Would be better to send inputs as data class or flattened inputs in performance(recomposition)? Or has the equal result?

In other way, when we send a data class to composable function, and we just change one member of it, does it cause that the whole function recomposed? Or recomposition wise, it has same performance as when using flattened inputs?
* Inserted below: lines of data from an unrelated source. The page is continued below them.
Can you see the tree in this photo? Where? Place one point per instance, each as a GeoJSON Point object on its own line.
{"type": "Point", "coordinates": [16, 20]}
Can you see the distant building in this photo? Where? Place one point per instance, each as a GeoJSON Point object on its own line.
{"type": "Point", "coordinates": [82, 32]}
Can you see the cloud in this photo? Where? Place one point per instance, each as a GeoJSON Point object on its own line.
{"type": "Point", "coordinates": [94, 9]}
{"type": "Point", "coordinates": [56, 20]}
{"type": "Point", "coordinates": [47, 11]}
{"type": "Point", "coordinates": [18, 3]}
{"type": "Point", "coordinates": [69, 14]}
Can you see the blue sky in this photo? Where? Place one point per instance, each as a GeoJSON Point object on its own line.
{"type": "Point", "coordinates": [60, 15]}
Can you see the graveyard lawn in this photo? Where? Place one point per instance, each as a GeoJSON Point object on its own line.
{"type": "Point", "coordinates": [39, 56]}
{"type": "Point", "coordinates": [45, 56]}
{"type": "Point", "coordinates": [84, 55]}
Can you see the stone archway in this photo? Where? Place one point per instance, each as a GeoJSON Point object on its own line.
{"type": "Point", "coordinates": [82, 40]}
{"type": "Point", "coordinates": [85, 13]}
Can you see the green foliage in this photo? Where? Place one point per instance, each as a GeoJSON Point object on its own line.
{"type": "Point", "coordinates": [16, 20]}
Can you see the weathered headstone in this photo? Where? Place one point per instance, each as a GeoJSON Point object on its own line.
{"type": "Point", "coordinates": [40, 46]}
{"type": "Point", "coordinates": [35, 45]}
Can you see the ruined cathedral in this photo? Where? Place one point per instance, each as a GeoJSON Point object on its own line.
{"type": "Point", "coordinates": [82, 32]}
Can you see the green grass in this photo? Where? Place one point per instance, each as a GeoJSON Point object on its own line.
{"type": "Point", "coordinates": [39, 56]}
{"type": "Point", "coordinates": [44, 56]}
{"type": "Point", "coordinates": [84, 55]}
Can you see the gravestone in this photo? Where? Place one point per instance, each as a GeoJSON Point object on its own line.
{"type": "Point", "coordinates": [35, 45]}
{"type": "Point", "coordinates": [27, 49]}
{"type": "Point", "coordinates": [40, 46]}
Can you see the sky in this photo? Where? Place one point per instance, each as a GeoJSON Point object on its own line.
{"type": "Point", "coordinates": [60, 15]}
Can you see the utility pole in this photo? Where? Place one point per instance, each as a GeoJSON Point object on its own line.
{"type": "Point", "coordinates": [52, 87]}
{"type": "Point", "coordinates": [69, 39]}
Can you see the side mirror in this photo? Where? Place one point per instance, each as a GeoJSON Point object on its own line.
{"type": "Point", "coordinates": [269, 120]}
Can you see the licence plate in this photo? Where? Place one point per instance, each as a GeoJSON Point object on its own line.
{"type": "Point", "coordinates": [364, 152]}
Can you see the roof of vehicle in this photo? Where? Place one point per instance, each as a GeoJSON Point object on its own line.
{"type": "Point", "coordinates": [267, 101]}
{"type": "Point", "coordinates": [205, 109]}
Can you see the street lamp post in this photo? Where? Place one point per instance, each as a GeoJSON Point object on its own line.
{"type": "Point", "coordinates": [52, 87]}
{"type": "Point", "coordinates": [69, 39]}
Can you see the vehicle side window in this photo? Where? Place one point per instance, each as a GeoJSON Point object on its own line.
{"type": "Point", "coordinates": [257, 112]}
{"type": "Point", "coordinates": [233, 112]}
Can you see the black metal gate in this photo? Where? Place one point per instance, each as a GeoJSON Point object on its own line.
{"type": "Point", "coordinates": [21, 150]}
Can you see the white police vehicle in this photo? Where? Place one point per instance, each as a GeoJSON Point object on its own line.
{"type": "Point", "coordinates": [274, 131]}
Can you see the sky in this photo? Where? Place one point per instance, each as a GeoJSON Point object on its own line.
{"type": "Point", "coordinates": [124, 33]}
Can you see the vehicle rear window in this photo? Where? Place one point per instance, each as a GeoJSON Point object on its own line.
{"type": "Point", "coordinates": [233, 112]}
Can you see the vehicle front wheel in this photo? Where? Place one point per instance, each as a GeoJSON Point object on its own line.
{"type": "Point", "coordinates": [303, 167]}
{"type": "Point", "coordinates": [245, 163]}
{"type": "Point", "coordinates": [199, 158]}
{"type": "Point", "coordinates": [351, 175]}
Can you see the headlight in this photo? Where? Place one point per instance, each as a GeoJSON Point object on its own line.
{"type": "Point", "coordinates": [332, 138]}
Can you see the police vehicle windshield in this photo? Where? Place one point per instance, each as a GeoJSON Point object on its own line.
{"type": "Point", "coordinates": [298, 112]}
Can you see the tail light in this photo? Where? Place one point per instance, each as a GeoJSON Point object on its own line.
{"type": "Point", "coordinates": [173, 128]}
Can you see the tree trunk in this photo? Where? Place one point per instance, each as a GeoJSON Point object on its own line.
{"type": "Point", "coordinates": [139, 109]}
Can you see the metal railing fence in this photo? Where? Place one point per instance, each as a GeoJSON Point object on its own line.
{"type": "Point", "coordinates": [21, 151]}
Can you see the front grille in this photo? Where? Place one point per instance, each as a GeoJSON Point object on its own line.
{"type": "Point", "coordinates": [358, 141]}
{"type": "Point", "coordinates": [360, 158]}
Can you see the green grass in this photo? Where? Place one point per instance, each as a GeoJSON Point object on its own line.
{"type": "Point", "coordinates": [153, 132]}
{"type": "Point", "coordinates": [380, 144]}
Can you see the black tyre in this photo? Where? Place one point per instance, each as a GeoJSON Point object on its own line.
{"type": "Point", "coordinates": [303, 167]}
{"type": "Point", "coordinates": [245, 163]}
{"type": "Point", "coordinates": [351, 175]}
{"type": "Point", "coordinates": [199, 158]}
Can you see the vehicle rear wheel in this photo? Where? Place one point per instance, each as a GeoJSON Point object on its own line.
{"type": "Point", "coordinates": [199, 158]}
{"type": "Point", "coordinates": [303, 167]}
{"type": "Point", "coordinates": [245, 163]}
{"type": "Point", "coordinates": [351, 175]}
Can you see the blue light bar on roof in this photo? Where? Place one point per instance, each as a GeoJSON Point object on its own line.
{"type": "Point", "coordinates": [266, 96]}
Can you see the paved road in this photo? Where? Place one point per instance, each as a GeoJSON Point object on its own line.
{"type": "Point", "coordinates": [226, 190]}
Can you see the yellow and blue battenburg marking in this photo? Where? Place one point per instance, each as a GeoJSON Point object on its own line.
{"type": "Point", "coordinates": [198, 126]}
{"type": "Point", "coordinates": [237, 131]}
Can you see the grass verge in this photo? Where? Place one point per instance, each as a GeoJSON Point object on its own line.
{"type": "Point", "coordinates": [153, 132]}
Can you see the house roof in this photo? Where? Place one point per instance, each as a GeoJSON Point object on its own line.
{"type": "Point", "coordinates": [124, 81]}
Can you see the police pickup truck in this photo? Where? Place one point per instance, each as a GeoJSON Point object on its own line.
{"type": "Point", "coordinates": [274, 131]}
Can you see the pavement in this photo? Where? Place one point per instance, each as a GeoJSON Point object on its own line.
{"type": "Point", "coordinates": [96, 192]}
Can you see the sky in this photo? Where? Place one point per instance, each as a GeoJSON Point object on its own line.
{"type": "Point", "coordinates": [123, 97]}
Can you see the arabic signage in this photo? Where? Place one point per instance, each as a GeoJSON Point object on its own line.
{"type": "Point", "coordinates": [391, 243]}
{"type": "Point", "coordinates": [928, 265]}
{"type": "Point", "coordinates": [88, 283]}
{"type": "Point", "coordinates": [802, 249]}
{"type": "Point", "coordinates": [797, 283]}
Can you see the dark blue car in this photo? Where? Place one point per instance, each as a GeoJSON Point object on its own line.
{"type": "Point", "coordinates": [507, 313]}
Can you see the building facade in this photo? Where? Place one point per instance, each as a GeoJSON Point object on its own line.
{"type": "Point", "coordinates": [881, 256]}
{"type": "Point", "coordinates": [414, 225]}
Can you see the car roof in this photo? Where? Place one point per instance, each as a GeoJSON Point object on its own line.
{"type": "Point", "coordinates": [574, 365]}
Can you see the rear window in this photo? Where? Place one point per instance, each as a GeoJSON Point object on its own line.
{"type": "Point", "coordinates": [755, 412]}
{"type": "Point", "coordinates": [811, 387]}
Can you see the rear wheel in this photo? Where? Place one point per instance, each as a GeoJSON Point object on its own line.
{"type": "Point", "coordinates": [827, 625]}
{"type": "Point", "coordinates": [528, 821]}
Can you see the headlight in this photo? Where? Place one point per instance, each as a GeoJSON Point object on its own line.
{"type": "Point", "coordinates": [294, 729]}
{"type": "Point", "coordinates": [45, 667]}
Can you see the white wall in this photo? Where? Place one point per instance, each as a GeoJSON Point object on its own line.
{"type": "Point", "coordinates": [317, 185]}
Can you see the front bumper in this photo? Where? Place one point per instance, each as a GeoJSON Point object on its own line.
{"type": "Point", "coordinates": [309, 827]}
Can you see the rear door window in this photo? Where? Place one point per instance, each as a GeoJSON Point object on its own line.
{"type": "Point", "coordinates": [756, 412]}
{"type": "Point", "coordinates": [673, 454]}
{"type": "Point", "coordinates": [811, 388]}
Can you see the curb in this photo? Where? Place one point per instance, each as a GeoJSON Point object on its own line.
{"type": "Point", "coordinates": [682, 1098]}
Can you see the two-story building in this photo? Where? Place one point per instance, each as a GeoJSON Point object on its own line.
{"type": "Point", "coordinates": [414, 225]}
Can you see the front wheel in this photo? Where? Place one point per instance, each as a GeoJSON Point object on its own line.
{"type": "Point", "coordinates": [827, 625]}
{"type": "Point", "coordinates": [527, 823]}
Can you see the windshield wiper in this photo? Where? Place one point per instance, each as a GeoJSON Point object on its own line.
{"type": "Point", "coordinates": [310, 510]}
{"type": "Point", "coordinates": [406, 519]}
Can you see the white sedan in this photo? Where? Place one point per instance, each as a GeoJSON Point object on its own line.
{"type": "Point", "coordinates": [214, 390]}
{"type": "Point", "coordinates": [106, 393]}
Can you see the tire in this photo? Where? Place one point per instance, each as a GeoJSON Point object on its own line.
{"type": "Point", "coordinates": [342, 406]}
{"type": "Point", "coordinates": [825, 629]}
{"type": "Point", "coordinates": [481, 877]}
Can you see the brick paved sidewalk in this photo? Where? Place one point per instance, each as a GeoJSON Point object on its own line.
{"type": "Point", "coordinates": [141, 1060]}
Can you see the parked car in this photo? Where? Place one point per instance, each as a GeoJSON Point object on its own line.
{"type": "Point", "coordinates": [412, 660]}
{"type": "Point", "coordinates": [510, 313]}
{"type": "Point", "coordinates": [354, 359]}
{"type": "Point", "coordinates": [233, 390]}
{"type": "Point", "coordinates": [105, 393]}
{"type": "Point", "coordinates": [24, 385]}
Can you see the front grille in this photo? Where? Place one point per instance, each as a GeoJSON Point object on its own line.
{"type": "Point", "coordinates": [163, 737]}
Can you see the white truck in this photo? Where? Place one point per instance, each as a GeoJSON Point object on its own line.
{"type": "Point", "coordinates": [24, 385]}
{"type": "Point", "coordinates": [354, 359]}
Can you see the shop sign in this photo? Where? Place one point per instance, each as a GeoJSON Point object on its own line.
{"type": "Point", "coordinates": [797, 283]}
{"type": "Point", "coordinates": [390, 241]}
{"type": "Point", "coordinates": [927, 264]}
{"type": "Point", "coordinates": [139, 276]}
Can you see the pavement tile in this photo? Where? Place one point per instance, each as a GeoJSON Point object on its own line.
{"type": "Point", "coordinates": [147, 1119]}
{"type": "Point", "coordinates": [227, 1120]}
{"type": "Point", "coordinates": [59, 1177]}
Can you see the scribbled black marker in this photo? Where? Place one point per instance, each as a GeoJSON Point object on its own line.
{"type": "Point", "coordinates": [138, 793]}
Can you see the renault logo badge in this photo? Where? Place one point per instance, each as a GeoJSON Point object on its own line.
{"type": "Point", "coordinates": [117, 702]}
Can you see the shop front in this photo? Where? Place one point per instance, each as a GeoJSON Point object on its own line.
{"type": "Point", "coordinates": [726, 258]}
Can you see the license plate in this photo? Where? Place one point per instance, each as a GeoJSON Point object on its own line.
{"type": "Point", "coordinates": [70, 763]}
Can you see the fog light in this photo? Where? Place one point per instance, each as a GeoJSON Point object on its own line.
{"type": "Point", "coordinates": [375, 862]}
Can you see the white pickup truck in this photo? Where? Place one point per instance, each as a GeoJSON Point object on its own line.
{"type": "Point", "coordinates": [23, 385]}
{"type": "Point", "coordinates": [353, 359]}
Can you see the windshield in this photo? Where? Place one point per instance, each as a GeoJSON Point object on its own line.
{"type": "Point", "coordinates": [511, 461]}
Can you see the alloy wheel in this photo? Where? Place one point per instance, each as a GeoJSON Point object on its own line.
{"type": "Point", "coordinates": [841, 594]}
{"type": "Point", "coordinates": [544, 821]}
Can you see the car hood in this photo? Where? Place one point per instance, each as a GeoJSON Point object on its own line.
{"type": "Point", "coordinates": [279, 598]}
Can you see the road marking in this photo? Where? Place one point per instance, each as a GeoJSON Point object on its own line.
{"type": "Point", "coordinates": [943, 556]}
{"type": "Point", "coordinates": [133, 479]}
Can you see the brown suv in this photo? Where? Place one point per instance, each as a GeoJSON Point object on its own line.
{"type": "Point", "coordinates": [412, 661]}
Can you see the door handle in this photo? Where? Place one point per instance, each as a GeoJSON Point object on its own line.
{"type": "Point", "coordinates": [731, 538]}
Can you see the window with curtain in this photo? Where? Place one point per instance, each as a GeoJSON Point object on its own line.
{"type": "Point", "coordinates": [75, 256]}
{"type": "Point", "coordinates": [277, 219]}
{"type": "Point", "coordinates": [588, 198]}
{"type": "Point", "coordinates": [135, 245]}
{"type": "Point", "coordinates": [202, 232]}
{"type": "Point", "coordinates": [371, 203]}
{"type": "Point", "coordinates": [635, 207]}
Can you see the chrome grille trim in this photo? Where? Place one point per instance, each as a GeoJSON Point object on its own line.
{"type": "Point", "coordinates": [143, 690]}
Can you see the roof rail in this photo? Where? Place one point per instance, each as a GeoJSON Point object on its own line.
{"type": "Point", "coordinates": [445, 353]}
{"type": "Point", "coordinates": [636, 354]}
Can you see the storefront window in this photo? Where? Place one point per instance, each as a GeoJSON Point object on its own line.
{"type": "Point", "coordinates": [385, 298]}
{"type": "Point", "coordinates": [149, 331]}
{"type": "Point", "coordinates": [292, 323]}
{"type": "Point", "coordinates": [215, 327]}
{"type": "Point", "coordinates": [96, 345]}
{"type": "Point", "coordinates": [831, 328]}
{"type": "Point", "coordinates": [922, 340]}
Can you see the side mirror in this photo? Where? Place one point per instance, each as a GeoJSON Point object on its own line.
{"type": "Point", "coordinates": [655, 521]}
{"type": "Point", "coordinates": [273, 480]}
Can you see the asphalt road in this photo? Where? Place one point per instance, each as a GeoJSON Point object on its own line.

Thank you in advance for your help.

CodePudding user response:

I think the performance impact is minimal from choosing one or another. I think that the Compose developers just didn't think data classes as parameter where the best route, and I agree.

I don't see how this:

  data class SettingsItemEntity(
    val title: String,
    val description: String? = null,
    @DrawableRes val imageResId: Int? = null,
    val isChecked: Boolean? = null,
    val showDivider: Boolean = true,
    val onItemClicked: () -> Unit = {},
    val onCheckedChange: (isChecked: Boolean) -> Unit = {},
    val buttonLabel: String? = null,
    val onButtonClicked: () -> Unit = {},
)

@Composable
fun SettingsItem(
    entity: SettingsItemEntity,
    modifier: Modifier = Modifier
) { 
...
}

Is better than this:

@Composable
fun SettingsItem(
    title: String,
    description: String? = null,
    @DrawableRes imageResId: Int? = null,
    isChecked: Boolean? = null,
    showDivider: Boolean = true,
    onItemClicked: () -> Unit = {},
    onCheckedChange: (isChecked: Boolean) -> Unit = {},
    buttonLabel: String? = null,
    onButtonClicked: () -> Unit = {},
    modifier: Modifier = Modifier
) { 
...
}

Having a data class involved in every interaction with a compose function with a lengthy number of arguments just adds unnecessary complexity to your code. It adds more obstacles to reading documentation, calling the function, and overall understanding of the codebase, for the single benefit of having less code inside the parenthesis of the function declaration (but more code everywhere else).